"So I will," said Bevis, "but how can I hit you both?"

"I will show you," said the weasel. "I will walk along the bank till I am just in a line with the thrush's nest, and then you can take aim at both together."

So he went along the bank and stopped behind the nest, and Bevis moved his cannon-stick and took another aim.

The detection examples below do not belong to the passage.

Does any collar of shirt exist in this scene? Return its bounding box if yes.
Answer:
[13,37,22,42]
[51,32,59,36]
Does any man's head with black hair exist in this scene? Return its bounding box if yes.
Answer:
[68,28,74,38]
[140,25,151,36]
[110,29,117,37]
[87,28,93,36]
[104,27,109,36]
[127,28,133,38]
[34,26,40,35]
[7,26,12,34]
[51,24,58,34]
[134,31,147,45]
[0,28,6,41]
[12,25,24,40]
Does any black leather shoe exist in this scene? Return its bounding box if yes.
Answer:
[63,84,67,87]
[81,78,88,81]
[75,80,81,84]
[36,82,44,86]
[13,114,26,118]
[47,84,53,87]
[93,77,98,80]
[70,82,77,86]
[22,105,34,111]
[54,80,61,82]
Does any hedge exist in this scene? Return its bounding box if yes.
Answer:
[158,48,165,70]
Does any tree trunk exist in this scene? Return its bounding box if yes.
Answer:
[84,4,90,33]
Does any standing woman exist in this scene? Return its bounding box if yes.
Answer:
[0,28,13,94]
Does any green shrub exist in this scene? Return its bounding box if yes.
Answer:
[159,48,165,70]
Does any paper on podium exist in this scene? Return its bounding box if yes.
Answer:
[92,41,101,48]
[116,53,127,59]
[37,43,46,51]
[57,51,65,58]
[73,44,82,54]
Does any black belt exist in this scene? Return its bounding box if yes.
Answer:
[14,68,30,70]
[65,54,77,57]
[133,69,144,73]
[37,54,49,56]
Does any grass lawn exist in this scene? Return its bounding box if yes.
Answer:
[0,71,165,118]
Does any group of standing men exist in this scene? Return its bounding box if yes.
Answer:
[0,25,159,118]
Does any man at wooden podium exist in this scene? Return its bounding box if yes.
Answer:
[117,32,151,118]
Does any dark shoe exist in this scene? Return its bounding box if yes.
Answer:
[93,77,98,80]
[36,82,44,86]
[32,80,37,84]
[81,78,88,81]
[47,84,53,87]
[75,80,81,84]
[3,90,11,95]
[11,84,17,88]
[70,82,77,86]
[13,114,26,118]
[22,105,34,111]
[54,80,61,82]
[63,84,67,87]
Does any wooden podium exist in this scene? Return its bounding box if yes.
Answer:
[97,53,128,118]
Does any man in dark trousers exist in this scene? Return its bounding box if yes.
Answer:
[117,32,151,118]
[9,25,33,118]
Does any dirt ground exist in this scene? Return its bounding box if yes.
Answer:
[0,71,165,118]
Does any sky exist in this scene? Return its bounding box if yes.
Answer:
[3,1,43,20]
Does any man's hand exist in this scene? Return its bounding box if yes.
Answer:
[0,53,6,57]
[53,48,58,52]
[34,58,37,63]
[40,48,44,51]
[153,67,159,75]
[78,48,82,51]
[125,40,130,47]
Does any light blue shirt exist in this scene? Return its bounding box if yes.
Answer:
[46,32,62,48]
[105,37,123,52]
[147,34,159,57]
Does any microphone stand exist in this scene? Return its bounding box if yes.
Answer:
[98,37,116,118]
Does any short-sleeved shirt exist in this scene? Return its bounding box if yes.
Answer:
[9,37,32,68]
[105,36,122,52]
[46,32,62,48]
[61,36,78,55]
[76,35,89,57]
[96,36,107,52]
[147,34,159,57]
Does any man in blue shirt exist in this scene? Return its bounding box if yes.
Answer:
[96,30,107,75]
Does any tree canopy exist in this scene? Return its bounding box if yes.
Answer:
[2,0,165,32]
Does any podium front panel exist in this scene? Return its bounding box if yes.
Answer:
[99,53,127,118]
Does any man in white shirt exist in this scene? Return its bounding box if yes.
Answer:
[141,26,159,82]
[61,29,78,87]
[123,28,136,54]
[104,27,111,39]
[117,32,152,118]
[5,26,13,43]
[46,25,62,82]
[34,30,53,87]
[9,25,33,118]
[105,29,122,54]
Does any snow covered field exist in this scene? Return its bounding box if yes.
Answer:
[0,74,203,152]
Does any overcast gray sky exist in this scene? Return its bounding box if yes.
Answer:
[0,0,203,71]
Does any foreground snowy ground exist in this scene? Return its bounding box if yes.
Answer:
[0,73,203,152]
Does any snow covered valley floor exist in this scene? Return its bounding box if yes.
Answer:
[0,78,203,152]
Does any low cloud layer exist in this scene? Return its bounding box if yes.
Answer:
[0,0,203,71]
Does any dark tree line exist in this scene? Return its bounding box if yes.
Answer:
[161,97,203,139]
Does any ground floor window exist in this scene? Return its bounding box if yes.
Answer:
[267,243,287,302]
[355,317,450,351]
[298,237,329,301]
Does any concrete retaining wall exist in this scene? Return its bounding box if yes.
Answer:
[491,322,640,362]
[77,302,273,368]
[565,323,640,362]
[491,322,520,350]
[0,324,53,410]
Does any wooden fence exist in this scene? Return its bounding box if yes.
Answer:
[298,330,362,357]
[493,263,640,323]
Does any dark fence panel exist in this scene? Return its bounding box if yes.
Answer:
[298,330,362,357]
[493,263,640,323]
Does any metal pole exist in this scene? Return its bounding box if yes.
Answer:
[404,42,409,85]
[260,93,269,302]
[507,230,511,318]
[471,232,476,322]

"Dear me!" cried the thrush, dreadfully alarmed, "you surely are not going to shoot me? I never did any harm. Bevis, stop—listen to me!"

Now if the thrush had flown away she might have escaped, but she was very fond of talking, and while she was talking Bevis was busy getting his gun ready.

"It is straight now," said the weasel; "it is pointed quite straight. Hold it still there, and I will sit so that I shall die quick;—here is my bosom. Tell the hare to forgive me."

"Oh," said the thrush, "don't shoot!"

"Shoot!" cried the weasel.

Bevis dropped his match on the touch-hole, puff went the priming, and bang went the cannon. Directly the smoke had cleared away, Bevis looked in the ditch, to see the dead weasel and the thrush. There was the thrush right enough, quite dead, and fallen out of the nest; the nest, too, was knocked to pieces, and the eggs had fallen out (two were broken), but there was one not a bit smashed, lying on the dead leaves at the bottom of the ditch. But the weasel was nowhere to be seen.

"Weasel," cried Bevis, "where are you?" But the weasel did not answer. Bevis looked everywhere, over the bank and round about, but could not find him. At last he saw that under some grass on the bank there was a small rabbit's-hole. Now the weasel had sat up for Bevis to shoot him right over this hole, and when he saw him move the match, just as the priming went puff, the weasel dropped down into the hole, and the shot went over his head.